People who tell you how to raise your kids when they have none: SHUT UP!

People who think having no pubic hair is cool: Your crouch looks 9. It's wrong!

Jeremy Kyle: Sanctimonious dick.

Selling your virginity: I hate you people because i wish i'd thought of it first.

Manipulative people who are rubbish at it: It's an insult to my intelligence. However, if you're any good...

Fake dreads: Your hair looks like a fucking mop.

When a fly comes into my house: Do you pay rent? No. PISS OFF!

People who are proud of being ignorant: I have been to the forest today & picked some VERY special (by special i mean poisonous) mushrooms... How about you come to mines for dinner. I promise, you'll never feel hungry again (muhahahaha)

Our rent officer: If i was a dude i'd tell her to suck my...

Fromage frais: It's yogurt.

Thongs: If you wanna see my arse you're gonna have to take my knickers off.

People who see tattoo's as a form of self harm: Beauty is pain... You fucking donkey.

Cotton wool: Makes my teeth hurt

Above inflation price rises: I will shoplift.

"You can't have your cake & eat it too": What's the point of having a cake if you're not going to eat it?

People who think they know everything about life, yet they still live with their mummy.

People (men) who whistle to get my attention: I am not a dog.

How myspace has "impervious" as a mood, but not moany.

Uniqlo: It's a Japanese GAP

American Apparel: It's a colourful GAP

GAP: Is boring

Big Lip Surgery: You look like anything...

Cheap perfume: Smells like air freshener

Monroe piercing: Looks like snot (on most people)
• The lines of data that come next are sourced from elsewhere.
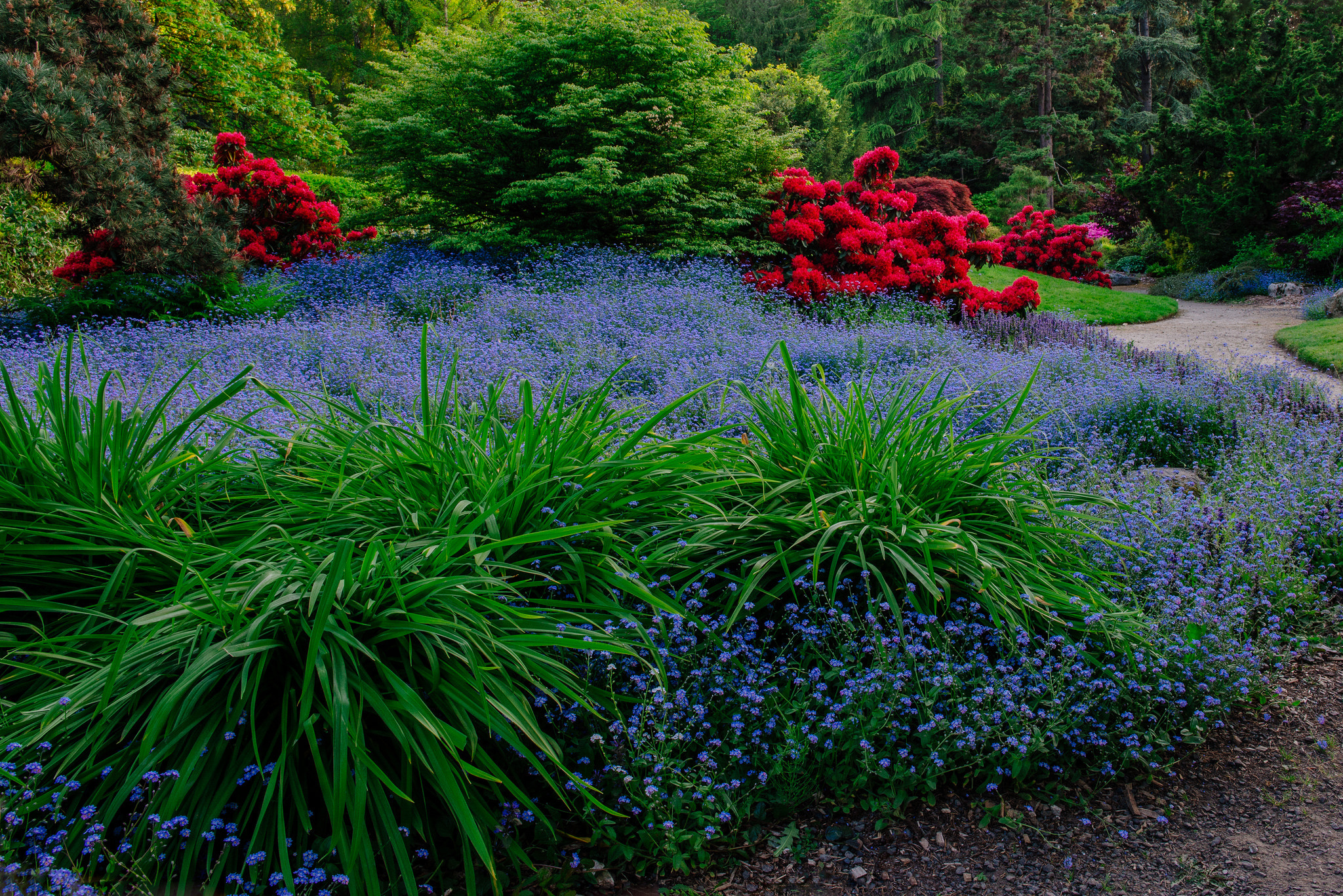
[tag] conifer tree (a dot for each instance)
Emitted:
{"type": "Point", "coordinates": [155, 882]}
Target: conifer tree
{"type": "Point", "coordinates": [84, 88]}
{"type": "Point", "coordinates": [898, 64]}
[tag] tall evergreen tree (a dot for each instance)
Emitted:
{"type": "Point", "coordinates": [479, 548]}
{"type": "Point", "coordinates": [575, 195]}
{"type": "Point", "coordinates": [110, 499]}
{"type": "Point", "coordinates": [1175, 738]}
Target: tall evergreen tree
{"type": "Point", "coordinates": [85, 88]}
{"type": "Point", "coordinates": [235, 75]}
{"type": "Point", "coordinates": [1157, 56]}
{"type": "Point", "coordinates": [892, 62]}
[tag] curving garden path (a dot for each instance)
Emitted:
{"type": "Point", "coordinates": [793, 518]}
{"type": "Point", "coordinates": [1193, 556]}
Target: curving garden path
{"type": "Point", "coordinates": [1228, 335]}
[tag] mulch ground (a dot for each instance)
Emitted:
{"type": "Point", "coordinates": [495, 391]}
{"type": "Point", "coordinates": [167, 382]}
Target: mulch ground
{"type": "Point", "coordinates": [1256, 810]}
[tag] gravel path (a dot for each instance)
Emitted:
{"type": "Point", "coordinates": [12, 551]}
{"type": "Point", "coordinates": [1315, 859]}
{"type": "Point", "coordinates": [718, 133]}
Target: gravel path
{"type": "Point", "coordinates": [1229, 335]}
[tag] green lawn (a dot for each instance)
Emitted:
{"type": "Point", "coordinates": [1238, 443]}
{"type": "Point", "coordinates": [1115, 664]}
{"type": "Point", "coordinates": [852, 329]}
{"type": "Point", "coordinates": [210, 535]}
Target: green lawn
{"type": "Point", "coordinates": [1319, 343]}
{"type": "Point", "coordinates": [1094, 304]}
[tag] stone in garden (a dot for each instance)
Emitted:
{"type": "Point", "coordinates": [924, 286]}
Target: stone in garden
{"type": "Point", "coordinates": [1177, 477]}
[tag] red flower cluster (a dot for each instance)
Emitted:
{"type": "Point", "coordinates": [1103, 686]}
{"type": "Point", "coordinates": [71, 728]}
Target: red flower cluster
{"type": "Point", "coordinates": [861, 238]}
{"type": "Point", "coordinates": [284, 222]}
{"type": "Point", "coordinates": [1034, 243]}
{"type": "Point", "coordinates": [90, 261]}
Guinea pigs, gerbils, hamsters: Are rats.

Half ton son, half ton mum, half ton's worth of indifference from me.

The smiley with sunglasses on. What does one use it for? The most stupid smiley ever.

Doormen who won't let me into a club sans passport: A: I'm not getting on a plane you dickhead. B: You've seen my passport numerous times you dickhead. C: I'm probably older than you-you DICKHEAD!

People who describe me as a "weirdo" due to how i look & think: I'm special so-PISS OFF!

Spending the last of my cash on something i didn't need, then losing it.

The term term "mo money mo problems": You have alot more without it.